After talks in Cairo, the Hamas and Fatah (photo, from bbcimg.co.uk), the party of Palestinian authority president Mahmoud Abbas, both agreed to form an interim government and fix a date for general elections.
For more than four years, the two have been divided, after violence erupted following Hamas’ victory in Palestinian elections in 2006. Since 2007 Hamas is in power in the Gaza Strip and Fatah in the West Bank.
Inspired by uprisings in the Middle East and North Africa, thousands of Palestinians protested in Gaza this month, demanding a reconciliation.
Israel’s reaction was immediate, on Tuesday Israeli prime minister Benjamin Netanyahu told the Palestinian Authority : “There cannot be peace with both [Israel and Hamas] because Hamas wants to destroy Israel and says so openly. It shoots missiles at our cities, it fires anti-tank missiles at our children.
“I think that the idea of reconciliation shows the weakness of the Palestinian Authority and raises the question whether Hamas will take over Judea and Samaria [the West Bank] as it has taken over the Gaza Strip.”
He added : “I hope the Palestinian Authority will make the right choice – peace with Israel.”
In the past four years Hamas has carried out bombings and rocket attacks against Israel, and refused to recognise its right to exist.
US National Security Council spokesman Tommy Vietor said: “The United States supports Palestinian reconciliation on terms which promote the cause of peace.
“Hamas, however, is a terrorist organisation which targets civilians. To play a constructive role in achieving peace, any Palestinian government must… renounce violence, abide by past agreements, and recognise Israel’s right to exist.”
The deal was hammered out during a meeting in the Egyptian capital.

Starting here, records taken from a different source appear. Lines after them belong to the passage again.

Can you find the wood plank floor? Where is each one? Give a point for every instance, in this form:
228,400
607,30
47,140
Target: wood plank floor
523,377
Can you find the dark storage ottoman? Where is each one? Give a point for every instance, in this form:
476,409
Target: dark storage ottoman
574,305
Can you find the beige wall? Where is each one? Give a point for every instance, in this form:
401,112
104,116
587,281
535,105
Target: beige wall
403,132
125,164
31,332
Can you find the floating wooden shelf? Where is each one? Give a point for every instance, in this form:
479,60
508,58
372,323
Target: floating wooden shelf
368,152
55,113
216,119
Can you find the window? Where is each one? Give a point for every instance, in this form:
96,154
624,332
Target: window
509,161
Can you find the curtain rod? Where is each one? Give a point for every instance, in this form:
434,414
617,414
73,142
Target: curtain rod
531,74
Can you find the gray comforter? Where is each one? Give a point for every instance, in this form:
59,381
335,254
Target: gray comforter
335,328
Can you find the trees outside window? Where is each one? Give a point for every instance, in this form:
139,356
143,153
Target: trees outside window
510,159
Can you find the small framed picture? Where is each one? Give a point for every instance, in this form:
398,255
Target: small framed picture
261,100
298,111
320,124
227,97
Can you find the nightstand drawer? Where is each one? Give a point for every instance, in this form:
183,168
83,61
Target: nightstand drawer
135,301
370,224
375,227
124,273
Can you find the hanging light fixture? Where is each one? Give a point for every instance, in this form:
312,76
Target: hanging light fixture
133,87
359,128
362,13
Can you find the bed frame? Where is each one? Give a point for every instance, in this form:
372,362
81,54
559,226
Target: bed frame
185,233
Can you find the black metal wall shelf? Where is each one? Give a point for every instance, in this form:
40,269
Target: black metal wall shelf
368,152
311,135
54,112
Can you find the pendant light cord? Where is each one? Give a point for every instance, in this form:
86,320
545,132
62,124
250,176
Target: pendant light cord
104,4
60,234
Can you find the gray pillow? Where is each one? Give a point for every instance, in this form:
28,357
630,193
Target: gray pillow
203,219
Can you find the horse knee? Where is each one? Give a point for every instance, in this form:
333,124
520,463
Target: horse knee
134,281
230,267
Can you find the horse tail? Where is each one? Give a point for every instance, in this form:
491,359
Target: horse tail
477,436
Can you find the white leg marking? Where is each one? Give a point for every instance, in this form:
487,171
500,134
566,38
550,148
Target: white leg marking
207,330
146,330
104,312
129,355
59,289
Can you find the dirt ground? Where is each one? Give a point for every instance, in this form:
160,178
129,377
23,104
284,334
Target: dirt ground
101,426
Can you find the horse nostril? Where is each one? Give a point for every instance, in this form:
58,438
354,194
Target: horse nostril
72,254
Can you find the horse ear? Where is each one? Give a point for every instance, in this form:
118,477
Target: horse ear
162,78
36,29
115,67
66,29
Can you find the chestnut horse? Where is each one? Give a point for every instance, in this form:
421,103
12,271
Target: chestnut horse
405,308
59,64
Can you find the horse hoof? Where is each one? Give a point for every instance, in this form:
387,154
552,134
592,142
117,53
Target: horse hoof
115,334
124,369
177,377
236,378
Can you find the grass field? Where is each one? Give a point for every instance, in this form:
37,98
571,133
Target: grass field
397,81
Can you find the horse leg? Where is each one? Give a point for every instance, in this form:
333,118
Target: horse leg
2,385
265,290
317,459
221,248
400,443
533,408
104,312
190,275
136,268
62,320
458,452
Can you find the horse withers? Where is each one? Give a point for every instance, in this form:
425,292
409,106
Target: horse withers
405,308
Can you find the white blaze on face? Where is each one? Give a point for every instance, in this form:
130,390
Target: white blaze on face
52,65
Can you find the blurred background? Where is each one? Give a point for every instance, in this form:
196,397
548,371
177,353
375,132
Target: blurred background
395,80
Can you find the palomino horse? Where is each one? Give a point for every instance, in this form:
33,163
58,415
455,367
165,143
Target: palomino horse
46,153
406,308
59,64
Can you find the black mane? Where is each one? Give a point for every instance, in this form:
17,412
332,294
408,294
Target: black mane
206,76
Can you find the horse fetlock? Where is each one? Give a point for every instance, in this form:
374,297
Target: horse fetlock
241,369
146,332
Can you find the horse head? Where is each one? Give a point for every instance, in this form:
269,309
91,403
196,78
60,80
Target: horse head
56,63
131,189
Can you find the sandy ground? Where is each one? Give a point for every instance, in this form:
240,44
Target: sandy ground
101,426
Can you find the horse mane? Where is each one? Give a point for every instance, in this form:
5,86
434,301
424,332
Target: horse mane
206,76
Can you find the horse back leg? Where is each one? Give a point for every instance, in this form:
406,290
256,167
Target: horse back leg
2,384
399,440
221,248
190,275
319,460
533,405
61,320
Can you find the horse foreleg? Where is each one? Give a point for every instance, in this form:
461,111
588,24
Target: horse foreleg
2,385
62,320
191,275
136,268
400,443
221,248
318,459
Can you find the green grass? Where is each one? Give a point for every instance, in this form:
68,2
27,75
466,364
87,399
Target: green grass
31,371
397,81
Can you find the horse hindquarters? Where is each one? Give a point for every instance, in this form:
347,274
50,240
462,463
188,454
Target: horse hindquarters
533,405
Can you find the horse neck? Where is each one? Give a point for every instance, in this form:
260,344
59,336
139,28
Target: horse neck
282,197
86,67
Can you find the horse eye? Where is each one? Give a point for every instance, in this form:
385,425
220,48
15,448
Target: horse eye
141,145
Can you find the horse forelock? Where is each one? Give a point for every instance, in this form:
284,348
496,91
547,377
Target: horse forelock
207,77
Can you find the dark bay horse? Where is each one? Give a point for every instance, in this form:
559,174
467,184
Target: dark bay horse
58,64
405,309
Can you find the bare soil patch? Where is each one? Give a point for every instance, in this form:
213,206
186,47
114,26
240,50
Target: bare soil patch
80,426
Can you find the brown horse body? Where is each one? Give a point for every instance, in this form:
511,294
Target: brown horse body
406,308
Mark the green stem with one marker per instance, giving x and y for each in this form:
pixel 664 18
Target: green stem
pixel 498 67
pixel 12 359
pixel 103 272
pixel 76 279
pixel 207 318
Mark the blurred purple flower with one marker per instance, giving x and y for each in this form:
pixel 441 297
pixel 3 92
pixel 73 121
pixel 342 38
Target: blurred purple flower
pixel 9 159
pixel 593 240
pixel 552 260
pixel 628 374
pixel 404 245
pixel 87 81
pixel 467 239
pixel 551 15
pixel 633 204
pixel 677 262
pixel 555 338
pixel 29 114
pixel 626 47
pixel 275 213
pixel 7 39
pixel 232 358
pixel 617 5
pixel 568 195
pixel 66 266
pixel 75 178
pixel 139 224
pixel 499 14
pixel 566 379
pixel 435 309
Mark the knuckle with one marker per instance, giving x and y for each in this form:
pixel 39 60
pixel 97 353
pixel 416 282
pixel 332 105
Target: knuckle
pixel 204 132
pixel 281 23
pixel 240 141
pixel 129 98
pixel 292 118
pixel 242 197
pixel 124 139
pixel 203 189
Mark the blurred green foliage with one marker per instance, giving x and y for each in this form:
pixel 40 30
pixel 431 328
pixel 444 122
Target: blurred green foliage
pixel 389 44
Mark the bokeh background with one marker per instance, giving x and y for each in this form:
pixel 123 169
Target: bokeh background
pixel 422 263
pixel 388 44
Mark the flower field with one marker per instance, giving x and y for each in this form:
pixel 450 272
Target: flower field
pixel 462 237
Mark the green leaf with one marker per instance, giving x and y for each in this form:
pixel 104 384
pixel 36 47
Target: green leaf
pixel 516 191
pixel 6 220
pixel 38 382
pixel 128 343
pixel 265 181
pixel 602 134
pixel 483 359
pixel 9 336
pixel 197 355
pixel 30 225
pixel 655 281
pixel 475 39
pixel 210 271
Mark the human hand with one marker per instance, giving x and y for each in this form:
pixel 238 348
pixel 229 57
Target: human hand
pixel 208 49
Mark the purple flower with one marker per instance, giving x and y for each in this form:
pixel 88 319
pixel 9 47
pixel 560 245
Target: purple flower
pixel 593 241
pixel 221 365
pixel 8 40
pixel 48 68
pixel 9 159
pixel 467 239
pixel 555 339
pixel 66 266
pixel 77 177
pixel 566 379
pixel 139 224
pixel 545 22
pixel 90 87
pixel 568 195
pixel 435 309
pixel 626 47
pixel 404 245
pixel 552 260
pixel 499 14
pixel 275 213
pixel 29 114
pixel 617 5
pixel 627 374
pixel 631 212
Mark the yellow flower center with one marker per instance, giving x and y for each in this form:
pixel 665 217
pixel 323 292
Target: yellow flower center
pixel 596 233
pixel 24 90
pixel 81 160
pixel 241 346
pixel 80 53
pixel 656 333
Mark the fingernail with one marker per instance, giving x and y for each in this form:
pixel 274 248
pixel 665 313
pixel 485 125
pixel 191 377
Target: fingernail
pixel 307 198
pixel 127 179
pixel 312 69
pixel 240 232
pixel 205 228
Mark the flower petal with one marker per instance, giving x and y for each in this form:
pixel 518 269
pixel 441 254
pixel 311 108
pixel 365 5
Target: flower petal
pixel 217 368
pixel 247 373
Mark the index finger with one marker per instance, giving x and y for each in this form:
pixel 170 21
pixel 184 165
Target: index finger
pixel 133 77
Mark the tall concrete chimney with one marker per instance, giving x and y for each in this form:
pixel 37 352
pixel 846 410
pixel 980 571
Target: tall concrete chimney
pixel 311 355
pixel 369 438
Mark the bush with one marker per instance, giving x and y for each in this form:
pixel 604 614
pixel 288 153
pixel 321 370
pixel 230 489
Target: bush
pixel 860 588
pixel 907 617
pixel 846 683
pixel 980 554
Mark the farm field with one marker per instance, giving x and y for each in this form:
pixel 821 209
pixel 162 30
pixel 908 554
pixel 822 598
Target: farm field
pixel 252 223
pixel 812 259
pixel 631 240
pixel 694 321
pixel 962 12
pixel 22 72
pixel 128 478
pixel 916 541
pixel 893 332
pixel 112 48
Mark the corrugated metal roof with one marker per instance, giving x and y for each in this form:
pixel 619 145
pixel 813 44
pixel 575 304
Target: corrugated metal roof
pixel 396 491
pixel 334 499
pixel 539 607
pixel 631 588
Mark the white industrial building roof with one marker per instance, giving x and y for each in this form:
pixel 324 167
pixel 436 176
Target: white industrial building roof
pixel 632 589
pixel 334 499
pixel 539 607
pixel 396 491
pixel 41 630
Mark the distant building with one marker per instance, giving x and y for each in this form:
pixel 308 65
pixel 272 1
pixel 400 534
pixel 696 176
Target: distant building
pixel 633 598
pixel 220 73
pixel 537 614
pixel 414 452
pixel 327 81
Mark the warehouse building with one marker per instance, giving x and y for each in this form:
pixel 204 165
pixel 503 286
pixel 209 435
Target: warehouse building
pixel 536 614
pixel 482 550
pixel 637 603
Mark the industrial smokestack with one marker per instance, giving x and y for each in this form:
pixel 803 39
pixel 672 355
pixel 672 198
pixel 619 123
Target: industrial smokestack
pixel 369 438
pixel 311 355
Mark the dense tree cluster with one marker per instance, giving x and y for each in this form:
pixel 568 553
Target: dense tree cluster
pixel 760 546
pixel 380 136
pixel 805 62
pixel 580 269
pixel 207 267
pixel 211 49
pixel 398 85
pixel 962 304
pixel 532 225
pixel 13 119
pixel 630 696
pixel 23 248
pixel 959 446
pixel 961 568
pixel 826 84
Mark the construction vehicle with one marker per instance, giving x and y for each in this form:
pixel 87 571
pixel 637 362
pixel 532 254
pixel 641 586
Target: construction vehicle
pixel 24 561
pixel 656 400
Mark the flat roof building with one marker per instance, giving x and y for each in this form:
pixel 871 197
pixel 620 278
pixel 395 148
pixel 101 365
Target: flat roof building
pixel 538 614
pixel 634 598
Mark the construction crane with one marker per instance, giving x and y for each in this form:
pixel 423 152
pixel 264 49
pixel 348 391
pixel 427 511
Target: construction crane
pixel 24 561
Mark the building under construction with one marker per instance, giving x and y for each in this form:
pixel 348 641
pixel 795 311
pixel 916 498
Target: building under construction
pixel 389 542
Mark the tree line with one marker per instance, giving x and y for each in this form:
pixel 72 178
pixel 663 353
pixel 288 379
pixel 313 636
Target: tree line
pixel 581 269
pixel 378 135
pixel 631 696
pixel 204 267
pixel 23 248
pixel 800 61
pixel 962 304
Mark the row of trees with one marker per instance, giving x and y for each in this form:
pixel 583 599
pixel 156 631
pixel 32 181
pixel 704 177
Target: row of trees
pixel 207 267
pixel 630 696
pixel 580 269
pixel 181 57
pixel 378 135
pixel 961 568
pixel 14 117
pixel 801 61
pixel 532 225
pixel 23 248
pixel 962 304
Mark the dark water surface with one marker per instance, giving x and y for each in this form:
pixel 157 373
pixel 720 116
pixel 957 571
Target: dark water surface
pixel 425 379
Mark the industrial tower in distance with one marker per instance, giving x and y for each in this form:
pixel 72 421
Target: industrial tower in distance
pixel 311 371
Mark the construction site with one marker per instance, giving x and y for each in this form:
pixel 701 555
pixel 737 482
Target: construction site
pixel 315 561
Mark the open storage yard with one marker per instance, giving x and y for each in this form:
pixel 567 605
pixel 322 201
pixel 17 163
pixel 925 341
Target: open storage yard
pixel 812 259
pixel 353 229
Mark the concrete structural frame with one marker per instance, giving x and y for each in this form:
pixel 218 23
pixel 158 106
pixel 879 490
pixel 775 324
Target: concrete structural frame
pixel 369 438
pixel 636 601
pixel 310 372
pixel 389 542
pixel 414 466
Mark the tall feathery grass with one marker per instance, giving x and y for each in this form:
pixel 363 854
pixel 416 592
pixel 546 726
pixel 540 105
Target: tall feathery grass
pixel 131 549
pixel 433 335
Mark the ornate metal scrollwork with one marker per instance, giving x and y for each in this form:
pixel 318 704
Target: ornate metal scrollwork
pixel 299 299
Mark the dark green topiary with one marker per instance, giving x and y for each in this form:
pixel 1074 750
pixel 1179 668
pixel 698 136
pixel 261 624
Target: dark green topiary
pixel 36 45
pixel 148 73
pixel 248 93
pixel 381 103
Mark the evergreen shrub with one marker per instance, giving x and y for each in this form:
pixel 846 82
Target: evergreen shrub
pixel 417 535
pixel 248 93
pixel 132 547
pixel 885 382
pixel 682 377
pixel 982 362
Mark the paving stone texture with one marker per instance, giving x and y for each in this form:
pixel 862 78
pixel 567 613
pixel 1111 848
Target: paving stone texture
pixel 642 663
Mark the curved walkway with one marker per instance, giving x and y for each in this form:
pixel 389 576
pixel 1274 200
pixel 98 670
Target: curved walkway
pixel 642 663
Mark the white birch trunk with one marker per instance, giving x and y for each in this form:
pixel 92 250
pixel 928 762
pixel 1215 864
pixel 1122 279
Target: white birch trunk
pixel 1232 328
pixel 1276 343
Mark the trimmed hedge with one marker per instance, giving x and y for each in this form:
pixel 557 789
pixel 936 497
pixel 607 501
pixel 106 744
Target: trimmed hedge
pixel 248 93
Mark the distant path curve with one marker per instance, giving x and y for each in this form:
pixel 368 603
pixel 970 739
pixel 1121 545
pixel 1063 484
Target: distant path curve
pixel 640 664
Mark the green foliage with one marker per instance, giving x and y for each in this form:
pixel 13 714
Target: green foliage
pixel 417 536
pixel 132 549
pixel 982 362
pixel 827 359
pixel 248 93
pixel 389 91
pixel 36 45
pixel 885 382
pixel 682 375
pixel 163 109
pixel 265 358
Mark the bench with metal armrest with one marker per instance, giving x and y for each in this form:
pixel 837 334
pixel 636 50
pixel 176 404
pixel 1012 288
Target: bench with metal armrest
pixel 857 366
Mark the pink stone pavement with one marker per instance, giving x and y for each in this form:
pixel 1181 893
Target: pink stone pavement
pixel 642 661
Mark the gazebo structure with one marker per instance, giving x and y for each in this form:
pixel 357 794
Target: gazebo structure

From Cairo, Tahir al-Nounou, a Hamas government spokesman, said all disagreements had been overcome.
He told the BBC: “Hamas and Fatah have signed in principle a reconciliation deal in Cairo.
“The final signing will be in a week from now. Cairo will invite Mahmoud Abbas and [Hamas leader] Khaled Meshaal, and representatives from all Palestinian factions, to attend the signing.”
About Israel’s reaction to the deal, he said that Israel was “not concerned with Palestinian reconciliation and has been an impediment to it in the past”.
Fatah delegation head Azzam al-Ahmad said: “We have agreed to form a government composed of independent figures that would start preparing for presidential and parliamentary elections.
“Elections would be held in about eight months from now.”.